We expect an artist’s intent appears in the form of their work. But as Kim uses multiple media, and a pluralistic use of medium, such a discovery remains aloof. Kim’s pursuit of diverse form is natural but albeit far from his ultimate purpose, as he knows new form in conceptually geared contemporary art has little effect. In other words, as newness connotes banality in contemporary art, new form has no effect any longer. Kim is surely aware of this aspect. His work’s unpredictable quality causes our embarrassment. In this sense, we may approach his work by reviewing its inner side composedly.

Kim’s work condenses everyday and uncommon representations and symbolizes them between two and three dimensionality symbols that form a sentence, a phrase, a chapter. This way Kim combines subjective representations from his daily life, like his daughter’s teddy bear, with mythical symbols, like the Statue of Liberty, Eiffel Tower, musical instruments, and animals, in a heterogeneous manner. In Unfamiliar Drift he presented three-dimensional work which excluded symbolic monumentality and massiveness. It was planar, overlapping, hung on a wall, or placed on the floor. In so doing, Kim typified his unique style, found also in Collections and Myths, by challenging conventional narrative structures, and the meaning of everyday things, by allowing objects to speak alone, in their own context.

What we note here is the intersection of things in completely different contexts does not provide any general, common narrative based on concrete relations between a specific social structure and people. Each text in Kim’s work is just placed, overlapping, and has no particular correlation, conveying no specific meaning. The artist above all seems to present a situation and attitude, rather than a narrative and form that suggests a concrete sympathy with us. The artist shows his will to be away from forming a typical relation, while staying in an inward world.

Reminiscent of Samuel Beckettian’s absurd drama, Kim’s work presents a recurring situation itself, instead of any typical form and direction through the overlap of one with another. He rids of complex meaning, or namely, presents only the signifier without the signified, undermining the universal way of thinking. This strategy aims at the thought of a structure itself, rather than thought within a structure.
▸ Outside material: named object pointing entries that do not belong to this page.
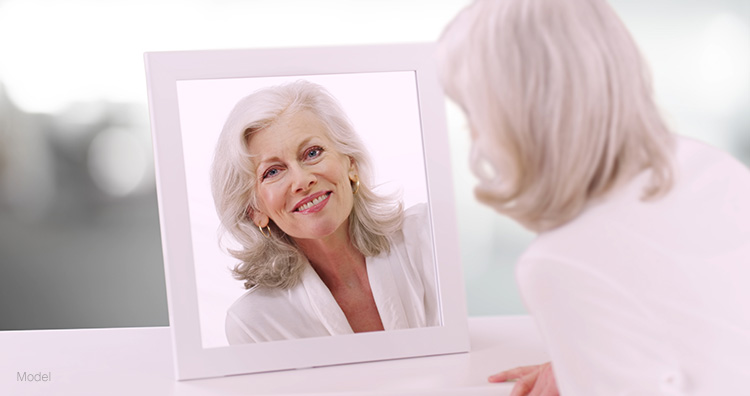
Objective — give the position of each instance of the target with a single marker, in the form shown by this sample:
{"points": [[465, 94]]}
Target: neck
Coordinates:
{"points": [[335, 259]]}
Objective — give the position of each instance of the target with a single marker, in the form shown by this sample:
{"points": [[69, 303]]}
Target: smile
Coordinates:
{"points": [[309, 205]]}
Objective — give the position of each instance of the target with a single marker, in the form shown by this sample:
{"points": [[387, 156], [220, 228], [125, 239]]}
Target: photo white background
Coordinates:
{"points": [[383, 108]]}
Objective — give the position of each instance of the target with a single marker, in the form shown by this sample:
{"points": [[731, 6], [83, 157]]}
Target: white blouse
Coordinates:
{"points": [[650, 298], [403, 285]]}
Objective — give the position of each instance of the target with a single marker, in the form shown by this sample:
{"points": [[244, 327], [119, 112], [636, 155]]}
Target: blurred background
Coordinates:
{"points": [[79, 227]]}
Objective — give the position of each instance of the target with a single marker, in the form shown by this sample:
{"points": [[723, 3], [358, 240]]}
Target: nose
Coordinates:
{"points": [[302, 180]]}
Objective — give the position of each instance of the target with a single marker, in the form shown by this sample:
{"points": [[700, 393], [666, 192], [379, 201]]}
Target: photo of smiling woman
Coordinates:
{"points": [[321, 252]]}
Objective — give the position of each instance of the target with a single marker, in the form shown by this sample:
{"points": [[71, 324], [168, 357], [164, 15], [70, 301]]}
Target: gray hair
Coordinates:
{"points": [[560, 102], [277, 261]]}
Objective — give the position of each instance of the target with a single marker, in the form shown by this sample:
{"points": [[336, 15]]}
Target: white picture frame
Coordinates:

Two-dimensional relief works and rather sculptural pieces such as torso and bag on display at the show entice viewers with their unique modeling quality. These works, however, ingeniously discourage their desires to consume only a sweet form. We have to be consistent to approach his work, which is the first appeal of his work. If we pursue this line, we are able to travel through the woods of his thoughts that are obscure but enable us to enjoy freedom. This is the second appeal of Kim’s work. The question Kim and we share is what we secure through this journey. It is a delightful task we have to pursue in collaboration with each other. Even if we give up this pursuit in the middle, we may have leisurely pleasure while chatting about his art at a teahouse.